NOVA YORK - O despencar da criminalidade na maior metrópole americana e a ação esta semana do Departamento de Polícia de Nova York (NYPD, na sigla em inglês), que evitou um massacre maior pelo imigrante uzbeque Sayfullo Saipov, ajudam a entender a liderança folgada de Bill de Blasio na disputa pela reeleição nas eleições de terça-feira. Ainda mais crucial, diz a cientista política Maria Haberfeld, coordenadora do Departamento de Leis, Ciências Políticas e Justiça Criminal da Universidade John Jay, foi a decisão do prefeito de ampliar o que seus antecessores já haviam detectado: a necessidade de a corporação ser etnicamente tão diversa quanto a população por ela servida.

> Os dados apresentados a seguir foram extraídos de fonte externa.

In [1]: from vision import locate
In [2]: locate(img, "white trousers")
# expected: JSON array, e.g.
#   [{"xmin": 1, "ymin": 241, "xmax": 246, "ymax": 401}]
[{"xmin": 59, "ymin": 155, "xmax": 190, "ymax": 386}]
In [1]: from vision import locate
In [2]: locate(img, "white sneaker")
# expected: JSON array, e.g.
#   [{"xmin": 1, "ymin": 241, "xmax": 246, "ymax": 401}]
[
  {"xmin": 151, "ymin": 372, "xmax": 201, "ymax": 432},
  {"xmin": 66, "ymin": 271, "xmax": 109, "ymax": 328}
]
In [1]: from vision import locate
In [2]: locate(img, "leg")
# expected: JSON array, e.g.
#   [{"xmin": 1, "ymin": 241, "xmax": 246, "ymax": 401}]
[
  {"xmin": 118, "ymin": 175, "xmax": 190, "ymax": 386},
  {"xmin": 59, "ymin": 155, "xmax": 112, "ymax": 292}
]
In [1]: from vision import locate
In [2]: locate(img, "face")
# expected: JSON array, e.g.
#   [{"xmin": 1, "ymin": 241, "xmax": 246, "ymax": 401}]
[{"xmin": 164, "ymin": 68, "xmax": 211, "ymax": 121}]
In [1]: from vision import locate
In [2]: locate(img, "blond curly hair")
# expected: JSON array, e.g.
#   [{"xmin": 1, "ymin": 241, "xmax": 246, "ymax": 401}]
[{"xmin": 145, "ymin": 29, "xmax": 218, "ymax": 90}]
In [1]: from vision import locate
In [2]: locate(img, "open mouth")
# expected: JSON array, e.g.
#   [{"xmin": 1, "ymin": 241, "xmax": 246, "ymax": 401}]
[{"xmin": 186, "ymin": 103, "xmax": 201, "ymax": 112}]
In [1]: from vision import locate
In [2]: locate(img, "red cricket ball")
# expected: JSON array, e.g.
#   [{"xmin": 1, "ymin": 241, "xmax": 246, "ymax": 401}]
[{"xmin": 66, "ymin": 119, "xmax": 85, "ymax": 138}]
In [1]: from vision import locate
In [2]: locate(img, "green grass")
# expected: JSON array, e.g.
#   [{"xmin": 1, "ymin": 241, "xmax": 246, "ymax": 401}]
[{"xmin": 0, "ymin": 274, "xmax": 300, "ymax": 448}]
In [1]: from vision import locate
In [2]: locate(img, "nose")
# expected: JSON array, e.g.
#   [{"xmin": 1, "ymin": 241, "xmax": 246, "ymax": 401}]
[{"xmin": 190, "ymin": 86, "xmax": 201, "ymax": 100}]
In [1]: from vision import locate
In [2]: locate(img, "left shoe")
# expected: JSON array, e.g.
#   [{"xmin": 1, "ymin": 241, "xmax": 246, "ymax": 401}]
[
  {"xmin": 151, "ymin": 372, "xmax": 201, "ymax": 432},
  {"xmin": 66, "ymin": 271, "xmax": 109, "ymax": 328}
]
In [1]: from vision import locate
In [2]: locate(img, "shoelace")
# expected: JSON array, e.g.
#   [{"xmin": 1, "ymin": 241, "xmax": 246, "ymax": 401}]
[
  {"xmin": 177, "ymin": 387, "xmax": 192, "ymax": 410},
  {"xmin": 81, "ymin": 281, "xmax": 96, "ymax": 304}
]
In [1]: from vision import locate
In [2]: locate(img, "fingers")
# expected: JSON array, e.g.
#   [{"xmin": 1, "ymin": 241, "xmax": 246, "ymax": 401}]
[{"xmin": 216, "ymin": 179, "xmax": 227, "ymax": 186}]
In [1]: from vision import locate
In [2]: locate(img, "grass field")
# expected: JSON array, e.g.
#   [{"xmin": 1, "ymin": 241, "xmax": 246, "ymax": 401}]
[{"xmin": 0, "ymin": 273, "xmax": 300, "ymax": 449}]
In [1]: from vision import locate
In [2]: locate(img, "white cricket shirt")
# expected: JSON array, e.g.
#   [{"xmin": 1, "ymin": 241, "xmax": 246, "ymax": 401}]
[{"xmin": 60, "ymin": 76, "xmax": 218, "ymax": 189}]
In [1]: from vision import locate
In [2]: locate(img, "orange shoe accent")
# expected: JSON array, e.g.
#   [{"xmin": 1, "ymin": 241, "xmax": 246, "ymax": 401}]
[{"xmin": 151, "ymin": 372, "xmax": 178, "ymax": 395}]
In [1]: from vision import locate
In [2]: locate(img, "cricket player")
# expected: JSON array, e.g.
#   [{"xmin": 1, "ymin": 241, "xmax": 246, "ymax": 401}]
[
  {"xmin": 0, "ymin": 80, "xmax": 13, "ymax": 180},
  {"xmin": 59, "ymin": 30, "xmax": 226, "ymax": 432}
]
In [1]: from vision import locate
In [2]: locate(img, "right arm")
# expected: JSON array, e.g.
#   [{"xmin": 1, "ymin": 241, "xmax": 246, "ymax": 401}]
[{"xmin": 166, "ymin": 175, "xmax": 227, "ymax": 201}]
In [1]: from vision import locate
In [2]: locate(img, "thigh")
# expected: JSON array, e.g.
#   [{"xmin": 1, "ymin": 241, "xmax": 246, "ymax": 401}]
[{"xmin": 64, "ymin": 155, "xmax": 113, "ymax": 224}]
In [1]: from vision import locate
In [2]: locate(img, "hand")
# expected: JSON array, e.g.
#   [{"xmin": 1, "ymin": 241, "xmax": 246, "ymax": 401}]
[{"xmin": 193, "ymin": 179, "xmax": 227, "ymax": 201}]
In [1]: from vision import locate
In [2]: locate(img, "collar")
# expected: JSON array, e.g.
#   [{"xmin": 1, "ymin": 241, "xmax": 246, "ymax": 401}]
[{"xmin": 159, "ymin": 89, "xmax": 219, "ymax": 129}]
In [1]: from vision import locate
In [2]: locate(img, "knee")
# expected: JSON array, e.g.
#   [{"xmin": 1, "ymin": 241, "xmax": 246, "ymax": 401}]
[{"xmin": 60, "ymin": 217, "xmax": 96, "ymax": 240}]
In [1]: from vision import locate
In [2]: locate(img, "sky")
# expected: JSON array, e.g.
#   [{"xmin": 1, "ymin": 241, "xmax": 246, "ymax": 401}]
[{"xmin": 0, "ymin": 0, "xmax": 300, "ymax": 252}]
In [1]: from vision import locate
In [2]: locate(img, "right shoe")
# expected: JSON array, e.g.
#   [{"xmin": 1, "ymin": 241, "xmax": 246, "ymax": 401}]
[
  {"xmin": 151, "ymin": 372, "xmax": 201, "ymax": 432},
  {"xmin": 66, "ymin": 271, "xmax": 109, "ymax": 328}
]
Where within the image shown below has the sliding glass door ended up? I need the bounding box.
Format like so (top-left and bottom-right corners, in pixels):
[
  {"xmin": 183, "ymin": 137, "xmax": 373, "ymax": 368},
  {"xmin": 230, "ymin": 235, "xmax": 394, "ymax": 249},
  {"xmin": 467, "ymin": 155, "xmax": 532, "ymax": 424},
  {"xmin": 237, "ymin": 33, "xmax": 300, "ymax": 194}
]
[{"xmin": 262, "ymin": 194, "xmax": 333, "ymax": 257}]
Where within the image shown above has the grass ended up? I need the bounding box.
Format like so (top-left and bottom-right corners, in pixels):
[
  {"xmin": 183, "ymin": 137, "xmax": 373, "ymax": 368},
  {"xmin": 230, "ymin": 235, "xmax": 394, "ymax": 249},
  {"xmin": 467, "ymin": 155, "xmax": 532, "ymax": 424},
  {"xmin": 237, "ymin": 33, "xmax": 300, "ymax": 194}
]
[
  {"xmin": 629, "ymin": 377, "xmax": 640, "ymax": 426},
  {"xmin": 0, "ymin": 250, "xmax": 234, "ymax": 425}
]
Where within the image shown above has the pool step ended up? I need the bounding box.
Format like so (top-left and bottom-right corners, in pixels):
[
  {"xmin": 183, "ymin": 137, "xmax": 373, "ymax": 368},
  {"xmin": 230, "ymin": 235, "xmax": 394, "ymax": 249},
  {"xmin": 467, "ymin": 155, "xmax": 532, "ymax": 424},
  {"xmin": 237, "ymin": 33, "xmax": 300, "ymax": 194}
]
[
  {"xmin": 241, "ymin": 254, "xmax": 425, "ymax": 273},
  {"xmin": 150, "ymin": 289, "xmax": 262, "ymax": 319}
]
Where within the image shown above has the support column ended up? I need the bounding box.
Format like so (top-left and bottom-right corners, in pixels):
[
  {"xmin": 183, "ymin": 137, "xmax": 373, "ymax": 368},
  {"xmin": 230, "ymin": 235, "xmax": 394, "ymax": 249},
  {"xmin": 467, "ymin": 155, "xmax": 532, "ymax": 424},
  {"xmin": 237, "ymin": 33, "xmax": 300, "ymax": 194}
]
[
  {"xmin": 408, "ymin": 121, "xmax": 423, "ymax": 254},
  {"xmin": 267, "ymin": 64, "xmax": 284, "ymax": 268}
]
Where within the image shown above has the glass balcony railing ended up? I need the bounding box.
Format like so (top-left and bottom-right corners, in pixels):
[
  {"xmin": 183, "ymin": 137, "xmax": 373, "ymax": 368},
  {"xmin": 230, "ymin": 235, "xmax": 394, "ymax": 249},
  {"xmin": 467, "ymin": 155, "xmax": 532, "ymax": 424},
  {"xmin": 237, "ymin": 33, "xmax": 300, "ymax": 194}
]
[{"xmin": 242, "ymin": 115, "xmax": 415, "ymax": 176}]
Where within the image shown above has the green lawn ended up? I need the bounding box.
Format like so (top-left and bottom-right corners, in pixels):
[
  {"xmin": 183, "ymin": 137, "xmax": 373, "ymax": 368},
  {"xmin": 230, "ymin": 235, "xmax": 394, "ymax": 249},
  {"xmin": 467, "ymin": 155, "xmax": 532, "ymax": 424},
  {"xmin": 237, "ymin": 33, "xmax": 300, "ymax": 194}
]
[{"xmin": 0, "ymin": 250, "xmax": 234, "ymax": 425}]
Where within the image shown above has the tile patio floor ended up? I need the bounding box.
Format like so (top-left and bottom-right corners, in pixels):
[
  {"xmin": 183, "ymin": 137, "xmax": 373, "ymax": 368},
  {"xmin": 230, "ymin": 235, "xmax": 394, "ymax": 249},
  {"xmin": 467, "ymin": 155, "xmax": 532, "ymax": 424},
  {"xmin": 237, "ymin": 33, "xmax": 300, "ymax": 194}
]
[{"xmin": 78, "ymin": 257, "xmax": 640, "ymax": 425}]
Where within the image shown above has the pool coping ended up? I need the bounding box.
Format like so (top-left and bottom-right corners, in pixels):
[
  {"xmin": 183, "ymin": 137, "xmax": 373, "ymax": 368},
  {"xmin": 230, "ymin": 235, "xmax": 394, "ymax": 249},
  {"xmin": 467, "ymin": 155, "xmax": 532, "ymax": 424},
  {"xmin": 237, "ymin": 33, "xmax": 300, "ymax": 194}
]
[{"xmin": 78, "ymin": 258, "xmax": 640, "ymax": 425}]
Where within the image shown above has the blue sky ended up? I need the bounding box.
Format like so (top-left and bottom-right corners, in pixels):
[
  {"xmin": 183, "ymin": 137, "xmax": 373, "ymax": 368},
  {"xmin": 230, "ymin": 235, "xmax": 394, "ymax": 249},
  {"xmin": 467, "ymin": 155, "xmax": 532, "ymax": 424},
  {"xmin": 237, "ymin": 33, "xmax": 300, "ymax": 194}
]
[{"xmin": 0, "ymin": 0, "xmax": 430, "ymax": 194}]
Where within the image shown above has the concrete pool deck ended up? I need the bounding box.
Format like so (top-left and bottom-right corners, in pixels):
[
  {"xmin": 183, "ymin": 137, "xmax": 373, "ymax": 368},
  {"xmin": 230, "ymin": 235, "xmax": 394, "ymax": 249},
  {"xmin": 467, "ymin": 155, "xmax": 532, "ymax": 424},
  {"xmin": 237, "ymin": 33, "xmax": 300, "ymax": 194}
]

— A NYPD é hoje a corporação mais diversa etnicamente do planeta, por conta de um programa de recrutamento iniciado nos anos 1990 para transformar o perfil de uma força então homogênea, branca, com imagem repressora — diz. — A força da corporação vem do mix de investimento em treinamento e equipamento com sua diversidade humana. Os policiais são, na maioria, multilíngues e sensíveis às diferenças não apenas étnicas, mas também religiosas da metrópole.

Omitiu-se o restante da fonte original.